Carta Ética
Los compromisos que definen la conducta de un Sageócrata — no como obligaciones impuestas desde fuera, sino como la traducción práctica de los tres principios en la vida cotidiana.
Una ética de coherencia, no de conformidad
Existen dos maneras de definir la ética de un movimiento. La primera es la ética de conformidad: un conjunto de reglas a las que los miembros deben someterse, con sanciones en caso de incumplimiento.

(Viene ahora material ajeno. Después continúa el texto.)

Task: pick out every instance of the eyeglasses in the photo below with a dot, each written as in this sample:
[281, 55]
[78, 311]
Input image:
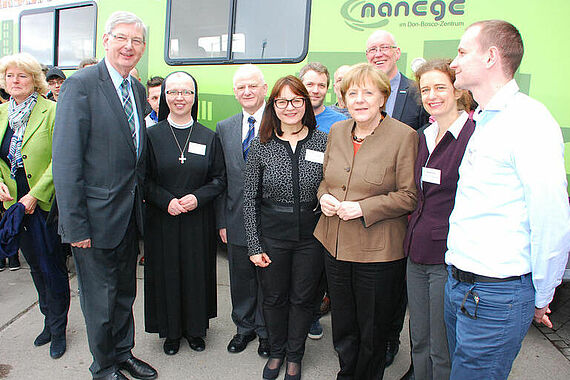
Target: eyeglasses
[242, 87]
[283, 103]
[135, 41]
[184, 93]
[54, 82]
[381, 49]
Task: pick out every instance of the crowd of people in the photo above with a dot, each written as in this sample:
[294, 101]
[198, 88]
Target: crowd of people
[445, 195]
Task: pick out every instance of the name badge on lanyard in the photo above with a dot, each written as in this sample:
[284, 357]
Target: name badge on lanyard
[431, 175]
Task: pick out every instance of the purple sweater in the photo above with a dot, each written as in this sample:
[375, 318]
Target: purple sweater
[426, 238]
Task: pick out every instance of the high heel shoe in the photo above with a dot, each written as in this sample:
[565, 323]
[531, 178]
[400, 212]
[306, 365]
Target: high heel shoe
[272, 373]
[293, 367]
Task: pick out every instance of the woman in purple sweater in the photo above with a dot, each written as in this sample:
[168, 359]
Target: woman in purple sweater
[441, 148]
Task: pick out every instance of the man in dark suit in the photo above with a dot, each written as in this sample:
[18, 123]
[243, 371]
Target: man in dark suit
[403, 104]
[235, 134]
[98, 170]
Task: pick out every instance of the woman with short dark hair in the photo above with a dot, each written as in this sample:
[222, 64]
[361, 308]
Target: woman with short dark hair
[441, 148]
[283, 172]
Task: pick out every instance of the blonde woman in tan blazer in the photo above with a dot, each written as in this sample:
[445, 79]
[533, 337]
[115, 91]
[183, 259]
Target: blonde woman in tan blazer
[366, 195]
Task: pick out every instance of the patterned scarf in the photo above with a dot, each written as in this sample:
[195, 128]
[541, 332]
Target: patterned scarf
[18, 116]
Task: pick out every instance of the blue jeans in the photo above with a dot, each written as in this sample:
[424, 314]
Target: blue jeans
[485, 338]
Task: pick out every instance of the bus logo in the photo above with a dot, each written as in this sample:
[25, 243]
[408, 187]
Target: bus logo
[360, 15]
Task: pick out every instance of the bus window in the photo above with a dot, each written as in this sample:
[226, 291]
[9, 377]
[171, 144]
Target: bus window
[76, 35]
[73, 24]
[262, 30]
[36, 36]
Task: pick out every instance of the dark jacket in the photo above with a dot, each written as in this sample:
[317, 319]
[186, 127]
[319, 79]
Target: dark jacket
[426, 238]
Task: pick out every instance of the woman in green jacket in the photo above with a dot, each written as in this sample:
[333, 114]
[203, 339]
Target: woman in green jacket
[26, 129]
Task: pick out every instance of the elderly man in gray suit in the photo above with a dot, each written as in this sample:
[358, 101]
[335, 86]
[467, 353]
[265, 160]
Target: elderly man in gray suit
[98, 171]
[235, 134]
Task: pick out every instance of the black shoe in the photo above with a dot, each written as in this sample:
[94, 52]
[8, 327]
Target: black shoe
[13, 262]
[138, 369]
[410, 374]
[43, 338]
[392, 347]
[295, 368]
[272, 373]
[57, 347]
[196, 343]
[171, 346]
[113, 376]
[239, 342]
[263, 349]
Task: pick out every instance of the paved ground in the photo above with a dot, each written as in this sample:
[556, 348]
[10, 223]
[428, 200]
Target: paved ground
[559, 335]
[21, 321]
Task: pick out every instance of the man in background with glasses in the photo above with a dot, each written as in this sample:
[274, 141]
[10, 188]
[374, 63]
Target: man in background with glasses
[235, 135]
[316, 78]
[403, 104]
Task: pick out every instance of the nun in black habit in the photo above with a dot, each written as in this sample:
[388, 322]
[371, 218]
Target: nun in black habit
[185, 174]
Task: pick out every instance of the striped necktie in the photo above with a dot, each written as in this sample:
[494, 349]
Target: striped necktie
[250, 135]
[129, 109]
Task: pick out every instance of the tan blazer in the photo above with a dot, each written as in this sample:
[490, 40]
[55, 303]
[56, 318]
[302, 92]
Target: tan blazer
[380, 177]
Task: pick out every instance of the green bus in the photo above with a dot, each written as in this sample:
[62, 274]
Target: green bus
[282, 36]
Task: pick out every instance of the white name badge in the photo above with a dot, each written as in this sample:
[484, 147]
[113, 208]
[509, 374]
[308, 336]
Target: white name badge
[431, 175]
[314, 156]
[197, 148]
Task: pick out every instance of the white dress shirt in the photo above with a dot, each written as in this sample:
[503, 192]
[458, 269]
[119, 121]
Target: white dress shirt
[117, 81]
[511, 213]
[245, 124]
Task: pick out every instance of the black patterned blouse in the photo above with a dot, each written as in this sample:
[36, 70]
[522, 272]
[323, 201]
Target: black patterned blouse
[280, 193]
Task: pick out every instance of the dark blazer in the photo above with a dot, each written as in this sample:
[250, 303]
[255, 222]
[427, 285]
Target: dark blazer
[380, 177]
[97, 174]
[36, 153]
[229, 206]
[408, 107]
[426, 238]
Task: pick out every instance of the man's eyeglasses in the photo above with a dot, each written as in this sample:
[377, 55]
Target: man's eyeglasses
[184, 93]
[381, 49]
[283, 103]
[135, 41]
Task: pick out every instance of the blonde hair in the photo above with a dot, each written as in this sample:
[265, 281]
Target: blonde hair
[365, 72]
[29, 64]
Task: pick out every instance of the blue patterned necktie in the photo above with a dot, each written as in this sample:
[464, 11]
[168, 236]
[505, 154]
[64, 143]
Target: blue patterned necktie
[129, 109]
[250, 135]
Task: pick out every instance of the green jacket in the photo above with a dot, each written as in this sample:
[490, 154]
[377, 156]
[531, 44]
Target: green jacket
[36, 153]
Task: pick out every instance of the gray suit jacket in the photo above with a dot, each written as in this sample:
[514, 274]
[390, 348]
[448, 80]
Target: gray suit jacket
[408, 106]
[229, 206]
[97, 174]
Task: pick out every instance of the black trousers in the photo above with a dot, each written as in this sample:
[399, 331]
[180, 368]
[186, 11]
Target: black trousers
[363, 299]
[107, 289]
[50, 277]
[247, 309]
[289, 285]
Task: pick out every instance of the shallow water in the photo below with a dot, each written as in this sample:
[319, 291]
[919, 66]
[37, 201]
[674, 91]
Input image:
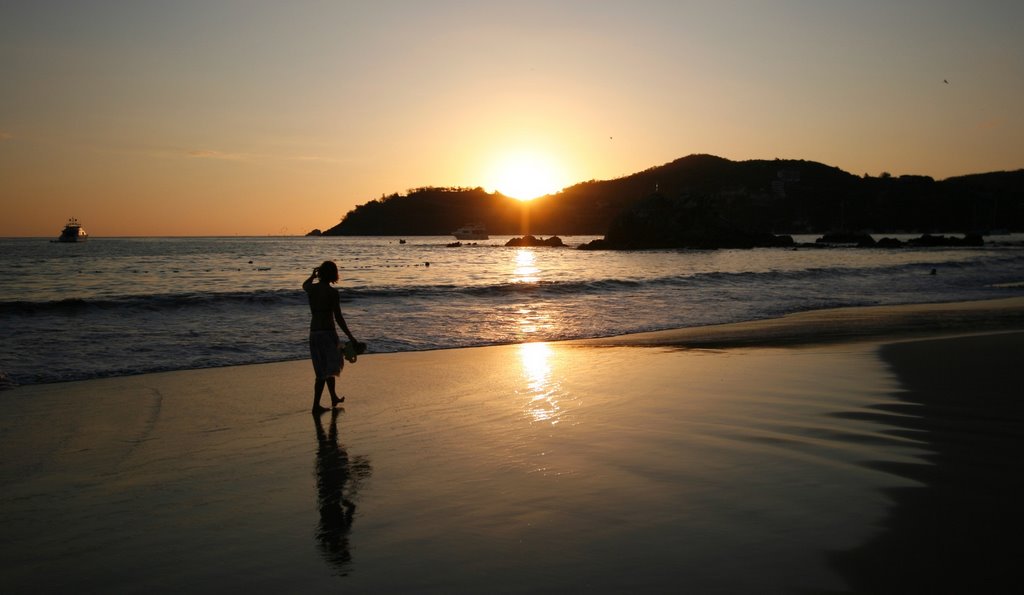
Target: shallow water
[121, 306]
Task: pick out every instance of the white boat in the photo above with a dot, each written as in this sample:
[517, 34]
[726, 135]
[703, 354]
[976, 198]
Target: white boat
[471, 231]
[73, 231]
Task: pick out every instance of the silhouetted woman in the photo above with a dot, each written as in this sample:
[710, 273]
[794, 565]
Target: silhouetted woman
[325, 346]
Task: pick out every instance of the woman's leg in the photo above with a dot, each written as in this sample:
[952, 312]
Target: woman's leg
[317, 391]
[335, 399]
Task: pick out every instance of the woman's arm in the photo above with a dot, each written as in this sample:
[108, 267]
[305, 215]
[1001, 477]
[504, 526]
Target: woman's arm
[308, 284]
[341, 323]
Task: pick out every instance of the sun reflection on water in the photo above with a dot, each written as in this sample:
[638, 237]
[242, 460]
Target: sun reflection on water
[525, 266]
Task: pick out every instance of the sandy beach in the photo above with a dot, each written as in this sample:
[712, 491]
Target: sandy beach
[855, 451]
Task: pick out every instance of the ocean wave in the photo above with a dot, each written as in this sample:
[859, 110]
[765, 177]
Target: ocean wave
[595, 287]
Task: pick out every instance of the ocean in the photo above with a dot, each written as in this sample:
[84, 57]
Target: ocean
[115, 306]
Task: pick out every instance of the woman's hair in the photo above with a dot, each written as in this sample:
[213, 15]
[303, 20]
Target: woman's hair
[329, 271]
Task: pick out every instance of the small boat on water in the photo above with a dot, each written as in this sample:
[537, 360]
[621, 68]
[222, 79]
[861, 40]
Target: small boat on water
[73, 231]
[471, 231]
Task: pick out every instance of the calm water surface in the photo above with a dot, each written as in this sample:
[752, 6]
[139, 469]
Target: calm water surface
[117, 306]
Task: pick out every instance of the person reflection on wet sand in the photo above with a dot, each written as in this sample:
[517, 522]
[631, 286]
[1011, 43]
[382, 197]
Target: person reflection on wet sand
[338, 478]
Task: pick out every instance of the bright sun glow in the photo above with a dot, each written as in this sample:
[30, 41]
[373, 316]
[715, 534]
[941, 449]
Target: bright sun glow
[524, 176]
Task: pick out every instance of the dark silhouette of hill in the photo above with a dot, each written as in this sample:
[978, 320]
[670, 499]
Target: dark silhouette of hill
[755, 197]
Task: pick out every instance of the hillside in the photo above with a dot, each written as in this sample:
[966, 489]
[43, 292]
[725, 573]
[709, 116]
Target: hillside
[777, 196]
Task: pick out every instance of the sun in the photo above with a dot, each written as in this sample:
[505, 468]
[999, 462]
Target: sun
[524, 176]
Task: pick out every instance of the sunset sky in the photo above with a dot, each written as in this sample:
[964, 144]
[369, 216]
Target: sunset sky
[211, 118]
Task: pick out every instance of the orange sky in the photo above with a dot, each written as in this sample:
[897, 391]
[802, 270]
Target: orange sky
[253, 118]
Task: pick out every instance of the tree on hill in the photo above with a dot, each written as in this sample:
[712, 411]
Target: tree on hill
[780, 196]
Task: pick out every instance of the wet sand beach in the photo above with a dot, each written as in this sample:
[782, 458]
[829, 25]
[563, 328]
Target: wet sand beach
[880, 454]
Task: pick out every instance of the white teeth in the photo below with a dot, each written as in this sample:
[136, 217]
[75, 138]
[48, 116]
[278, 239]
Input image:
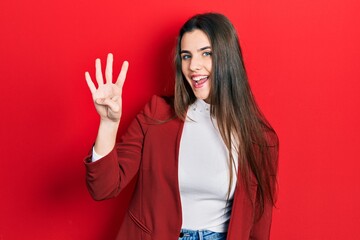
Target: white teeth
[199, 78]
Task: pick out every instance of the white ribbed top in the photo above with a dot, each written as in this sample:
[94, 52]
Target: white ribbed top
[203, 172]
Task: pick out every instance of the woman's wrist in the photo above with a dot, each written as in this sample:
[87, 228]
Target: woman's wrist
[106, 138]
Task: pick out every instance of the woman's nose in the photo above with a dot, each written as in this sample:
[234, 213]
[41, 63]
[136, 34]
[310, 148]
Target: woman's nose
[195, 64]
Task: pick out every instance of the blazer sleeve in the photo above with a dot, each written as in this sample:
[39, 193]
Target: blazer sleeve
[106, 177]
[261, 228]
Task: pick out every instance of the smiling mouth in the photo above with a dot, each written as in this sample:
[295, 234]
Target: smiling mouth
[199, 81]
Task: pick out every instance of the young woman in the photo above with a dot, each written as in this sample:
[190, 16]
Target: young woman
[205, 160]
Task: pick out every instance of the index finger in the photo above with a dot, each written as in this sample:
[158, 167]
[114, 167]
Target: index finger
[122, 76]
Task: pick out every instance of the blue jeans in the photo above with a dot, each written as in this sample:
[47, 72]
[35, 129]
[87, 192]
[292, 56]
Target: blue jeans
[186, 234]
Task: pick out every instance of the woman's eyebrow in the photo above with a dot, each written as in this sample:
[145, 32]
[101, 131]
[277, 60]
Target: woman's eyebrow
[199, 50]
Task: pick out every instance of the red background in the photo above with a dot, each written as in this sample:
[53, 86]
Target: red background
[303, 60]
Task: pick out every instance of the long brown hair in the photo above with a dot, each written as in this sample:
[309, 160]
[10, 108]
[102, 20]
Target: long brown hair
[238, 117]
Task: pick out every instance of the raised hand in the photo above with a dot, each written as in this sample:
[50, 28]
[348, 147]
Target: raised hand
[107, 96]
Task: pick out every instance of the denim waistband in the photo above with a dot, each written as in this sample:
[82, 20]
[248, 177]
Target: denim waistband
[187, 234]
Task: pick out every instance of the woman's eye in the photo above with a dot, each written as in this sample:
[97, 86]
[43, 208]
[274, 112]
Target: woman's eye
[184, 57]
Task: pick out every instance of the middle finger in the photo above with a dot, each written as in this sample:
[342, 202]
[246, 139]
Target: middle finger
[108, 70]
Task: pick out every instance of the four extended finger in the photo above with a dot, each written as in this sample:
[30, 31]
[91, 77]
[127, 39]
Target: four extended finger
[98, 72]
[122, 76]
[108, 70]
[90, 83]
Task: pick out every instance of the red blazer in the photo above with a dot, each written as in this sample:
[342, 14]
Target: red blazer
[149, 151]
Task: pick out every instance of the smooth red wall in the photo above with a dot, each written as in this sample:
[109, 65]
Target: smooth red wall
[303, 60]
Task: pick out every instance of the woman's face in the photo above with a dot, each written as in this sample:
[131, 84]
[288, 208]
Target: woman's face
[196, 62]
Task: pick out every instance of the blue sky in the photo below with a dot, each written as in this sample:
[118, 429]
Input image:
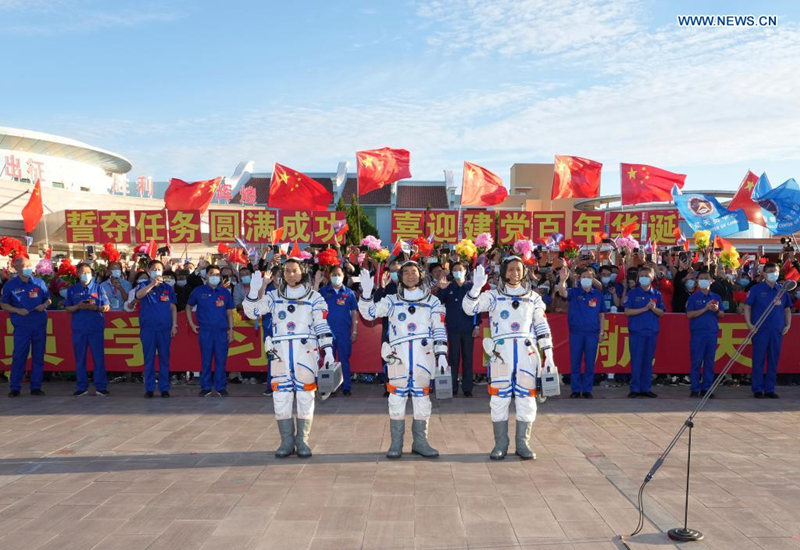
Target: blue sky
[188, 89]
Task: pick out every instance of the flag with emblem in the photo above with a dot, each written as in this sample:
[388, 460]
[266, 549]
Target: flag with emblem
[293, 190]
[641, 183]
[181, 195]
[575, 178]
[379, 167]
[32, 212]
[480, 187]
[743, 200]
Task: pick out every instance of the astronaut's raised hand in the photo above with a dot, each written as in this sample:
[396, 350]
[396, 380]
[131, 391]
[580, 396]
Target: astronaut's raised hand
[255, 285]
[479, 279]
[367, 284]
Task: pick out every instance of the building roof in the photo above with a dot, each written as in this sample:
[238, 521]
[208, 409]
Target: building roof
[39, 143]
[382, 196]
[422, 196]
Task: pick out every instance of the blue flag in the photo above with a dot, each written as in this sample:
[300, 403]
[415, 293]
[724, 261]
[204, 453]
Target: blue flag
[704, 212]
[780, 206]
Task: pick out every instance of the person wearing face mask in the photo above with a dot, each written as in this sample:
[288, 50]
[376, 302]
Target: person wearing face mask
[26, 298]
[116, 286]
[644, 307]
[417, 347]
[462, 329]
[215, 316]
[388, 286]
[87, 301]
[767, 341]
[158, 324]
[519, 331]
[343, 320]
[585, 318]
[300, 333]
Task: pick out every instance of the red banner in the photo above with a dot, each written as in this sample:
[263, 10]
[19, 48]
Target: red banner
[509, 223]
[475, 222]
[124, 351]
[113, 226]
[585, 225]
[407, 224]
[443, 225]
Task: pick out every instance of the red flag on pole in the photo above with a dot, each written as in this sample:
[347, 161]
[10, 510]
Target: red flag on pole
[32, 212]
[641, 183]
[480, 187]
[575, 178]
[181, 195]
[742, 200]
[379, 167]
[294, 190]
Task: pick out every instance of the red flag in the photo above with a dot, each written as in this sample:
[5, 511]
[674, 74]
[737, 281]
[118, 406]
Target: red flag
[642, 183]
[33, 211]
[575, 178]
[181, 195]
[480, 187]
[294, 190]
[379, 167]
[721, 243]
[743, 200]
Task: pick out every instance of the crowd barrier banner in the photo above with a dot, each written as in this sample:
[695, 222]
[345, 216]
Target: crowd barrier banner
[124, 349]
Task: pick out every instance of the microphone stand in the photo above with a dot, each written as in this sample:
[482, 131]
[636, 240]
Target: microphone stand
[684, 534]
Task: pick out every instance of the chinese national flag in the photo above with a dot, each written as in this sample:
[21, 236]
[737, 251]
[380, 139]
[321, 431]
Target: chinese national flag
[380, 167]
[575, 178]
[294, 190]
[642, 183]
[743, 200]
[33, 211]
[480, 187]
[181, 195]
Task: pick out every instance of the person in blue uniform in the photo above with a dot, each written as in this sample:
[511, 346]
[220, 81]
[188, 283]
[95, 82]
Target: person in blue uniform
[703, 310]
[644, 308]
[158, 324]
[586, 319]
[767, 341]
[87, 301]
[343, 320]
[215, 317]
[462, 329]
[26, 298]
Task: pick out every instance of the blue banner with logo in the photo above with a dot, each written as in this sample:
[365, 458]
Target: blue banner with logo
[704, 212]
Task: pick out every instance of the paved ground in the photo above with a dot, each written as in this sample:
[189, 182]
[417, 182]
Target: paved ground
[126, 472]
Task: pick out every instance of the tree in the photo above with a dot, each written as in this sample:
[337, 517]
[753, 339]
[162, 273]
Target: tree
[359, 223]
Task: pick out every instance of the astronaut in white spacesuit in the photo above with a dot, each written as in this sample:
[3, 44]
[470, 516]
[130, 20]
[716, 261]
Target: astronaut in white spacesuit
[417, 346]
[519, 329]
[300, 331]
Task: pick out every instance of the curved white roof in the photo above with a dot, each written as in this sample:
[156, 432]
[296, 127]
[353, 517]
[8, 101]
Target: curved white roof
[40, 143]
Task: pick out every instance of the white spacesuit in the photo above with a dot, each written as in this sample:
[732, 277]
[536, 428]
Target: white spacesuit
[519, 329]
[299, 331]
[417, 346]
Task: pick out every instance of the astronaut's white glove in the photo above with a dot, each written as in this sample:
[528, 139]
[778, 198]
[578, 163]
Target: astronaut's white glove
[255, 285]
[367, 284]
[549, 364]
[479, 279]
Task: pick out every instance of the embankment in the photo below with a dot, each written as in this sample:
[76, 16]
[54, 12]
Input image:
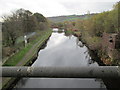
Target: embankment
[26, 57]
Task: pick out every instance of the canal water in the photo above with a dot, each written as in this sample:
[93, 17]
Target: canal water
[62, 51]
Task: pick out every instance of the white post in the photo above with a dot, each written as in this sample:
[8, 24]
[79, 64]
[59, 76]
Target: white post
[25, 38]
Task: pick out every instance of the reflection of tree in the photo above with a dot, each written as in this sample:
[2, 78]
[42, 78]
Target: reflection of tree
[101, 83]
[79, 43]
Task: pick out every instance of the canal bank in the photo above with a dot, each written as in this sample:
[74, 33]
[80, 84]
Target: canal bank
[29, 57]
[111, 83]
[62, 51]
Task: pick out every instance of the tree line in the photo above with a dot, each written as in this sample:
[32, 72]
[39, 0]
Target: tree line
[20, 23]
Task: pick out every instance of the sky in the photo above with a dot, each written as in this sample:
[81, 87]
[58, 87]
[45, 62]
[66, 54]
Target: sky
[56, 7]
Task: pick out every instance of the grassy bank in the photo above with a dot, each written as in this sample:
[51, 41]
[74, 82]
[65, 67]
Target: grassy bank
[26, 54]
[15, 59]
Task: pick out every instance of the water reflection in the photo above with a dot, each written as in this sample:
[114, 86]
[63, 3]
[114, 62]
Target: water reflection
[62, 51]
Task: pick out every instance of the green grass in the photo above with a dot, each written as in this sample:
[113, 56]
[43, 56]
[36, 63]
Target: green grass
[15, 59]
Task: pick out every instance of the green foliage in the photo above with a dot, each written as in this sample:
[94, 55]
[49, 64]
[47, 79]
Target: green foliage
[15, 59]
[20, 23]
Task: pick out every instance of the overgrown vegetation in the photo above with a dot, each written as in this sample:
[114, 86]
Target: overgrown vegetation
[17, 25]
[92, 30]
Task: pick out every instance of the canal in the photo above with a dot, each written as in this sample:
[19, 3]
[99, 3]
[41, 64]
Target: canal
[62, 51]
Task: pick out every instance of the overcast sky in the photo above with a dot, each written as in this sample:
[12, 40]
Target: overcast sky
[57, 7]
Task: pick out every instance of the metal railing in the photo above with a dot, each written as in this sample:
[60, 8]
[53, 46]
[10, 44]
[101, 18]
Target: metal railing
[62, 72]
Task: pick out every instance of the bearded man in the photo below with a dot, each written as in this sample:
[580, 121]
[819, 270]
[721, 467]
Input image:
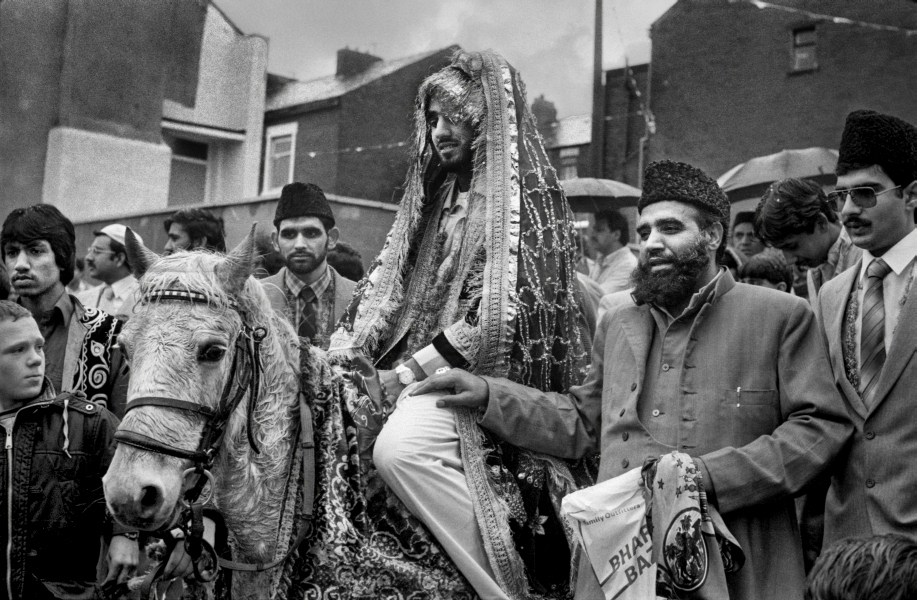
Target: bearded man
[731, 374]
[477, 272]
[307, 290]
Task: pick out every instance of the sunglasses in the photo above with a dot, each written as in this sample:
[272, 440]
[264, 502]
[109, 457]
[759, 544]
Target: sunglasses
[864, 197]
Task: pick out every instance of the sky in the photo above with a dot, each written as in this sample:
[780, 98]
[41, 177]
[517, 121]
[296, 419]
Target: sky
[550, 42]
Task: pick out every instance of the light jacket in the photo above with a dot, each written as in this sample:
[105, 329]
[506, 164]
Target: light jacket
[755, 452]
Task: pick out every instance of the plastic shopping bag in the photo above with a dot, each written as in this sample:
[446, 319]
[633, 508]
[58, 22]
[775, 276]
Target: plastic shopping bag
[610, 521]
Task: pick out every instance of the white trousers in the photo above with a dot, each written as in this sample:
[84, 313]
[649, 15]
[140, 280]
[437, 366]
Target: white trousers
[419, 457]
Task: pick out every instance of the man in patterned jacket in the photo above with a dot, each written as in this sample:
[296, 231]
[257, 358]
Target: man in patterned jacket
[81, 352]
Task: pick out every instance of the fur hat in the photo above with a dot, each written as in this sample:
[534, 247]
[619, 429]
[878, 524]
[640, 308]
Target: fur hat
[746, 216]
[303, 200]
[680, 182]
[871, 138]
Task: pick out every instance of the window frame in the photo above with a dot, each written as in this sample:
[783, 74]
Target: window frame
[794, 46]
[273, 132]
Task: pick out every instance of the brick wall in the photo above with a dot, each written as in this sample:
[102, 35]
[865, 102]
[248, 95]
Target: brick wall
[723, 90]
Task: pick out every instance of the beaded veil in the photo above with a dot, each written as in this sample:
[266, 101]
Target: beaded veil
[515, 281]
[509, 305]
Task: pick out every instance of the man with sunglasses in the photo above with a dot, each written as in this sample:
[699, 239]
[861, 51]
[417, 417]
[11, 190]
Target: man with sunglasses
[868, 315]
[796, 217]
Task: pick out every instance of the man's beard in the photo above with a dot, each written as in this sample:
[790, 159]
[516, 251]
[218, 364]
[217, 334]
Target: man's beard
[669, 287]
[460, 161]
[311, 262]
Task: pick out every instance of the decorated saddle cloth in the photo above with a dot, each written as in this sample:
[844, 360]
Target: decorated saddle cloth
[93, 374]
[692, 547]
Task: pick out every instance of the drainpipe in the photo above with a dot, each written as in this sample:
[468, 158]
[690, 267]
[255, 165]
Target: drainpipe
[649, 123]
[598, 99]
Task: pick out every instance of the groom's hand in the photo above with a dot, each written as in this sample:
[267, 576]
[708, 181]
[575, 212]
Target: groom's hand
[466, 389]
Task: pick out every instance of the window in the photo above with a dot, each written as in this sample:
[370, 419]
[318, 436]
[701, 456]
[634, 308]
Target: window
[280, 151]
[188, 174]
[568, 160]
[804, 57]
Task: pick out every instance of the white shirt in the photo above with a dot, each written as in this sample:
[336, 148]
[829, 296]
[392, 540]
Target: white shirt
[900, 258]
[612, 272]
[121, 290]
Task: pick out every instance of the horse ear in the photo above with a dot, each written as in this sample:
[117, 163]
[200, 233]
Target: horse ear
[238, 266]
[138, 255]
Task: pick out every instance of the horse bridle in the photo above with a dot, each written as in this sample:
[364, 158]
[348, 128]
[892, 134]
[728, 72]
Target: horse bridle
[244, 376]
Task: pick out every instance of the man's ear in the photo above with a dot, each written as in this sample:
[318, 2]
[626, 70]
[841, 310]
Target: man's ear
[821, 222]
[333, 235]
[714, 235]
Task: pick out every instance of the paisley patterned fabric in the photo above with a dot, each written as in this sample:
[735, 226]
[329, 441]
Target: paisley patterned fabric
[93, 374]
[365, 544]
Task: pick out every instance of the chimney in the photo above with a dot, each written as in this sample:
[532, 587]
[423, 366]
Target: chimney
[353, 62]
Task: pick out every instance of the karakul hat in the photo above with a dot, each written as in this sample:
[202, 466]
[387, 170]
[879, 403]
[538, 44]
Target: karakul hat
[871, 138]
[302, 200]
[746, 216]
[680, 182]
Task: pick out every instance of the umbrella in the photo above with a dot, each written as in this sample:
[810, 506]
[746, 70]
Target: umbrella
[752, 178]
[592, 195]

La segunda es la ética de coherencia: un marco de referencia que cada persona utiliza libremente para verificar el acuerdo entre sus principios y sus actos, detectar sus propias incoherencias y orientar progresivamente sus comportamientos en una dirección más justa. Esta ética no sanciona. No excluye. Ella orienta — y deja a cada uno la plena responsabilidad de referirse a ella o no.
Esta Carta Ética prolonga la Carta de los miembros fundadores de la asociación — adoptada en agosto de 2025 y revisada en mayo de 2026 — declinándola en doce compromisos de práctica cotidiana. Se dirige a todos los Sageócratas inscritos.
La Carta Ética de la Sageocracia es una ética de coherencia. Es la traducción práctica de los tres principios fundadores en los comportamientos cotidianos. No define lo que es un Sageócrata perfecto — esa figura no existe. Define la dirección en la que un Sageócrata busca evolucionar — a su ritmo, en su vida, con la lucidez sobre sus propios límites que el duodécimo compromiso nombra explícitamente.
Lo que no se ve gobierna lo que se ve.
La dirección, no la perfección
Los principios generales no se traducen automáticamente en comportamientos precisos. La carta es la herramienta de esa declinación: toma los tres principios y los traduce a las situaciones ordinarias de la vida — las conversaciones, las decisiones de consumo, el uso de los datos, la manera de escuchar, la manera de transmitir. No como una lista de verificación, sino como una brújula a consultar.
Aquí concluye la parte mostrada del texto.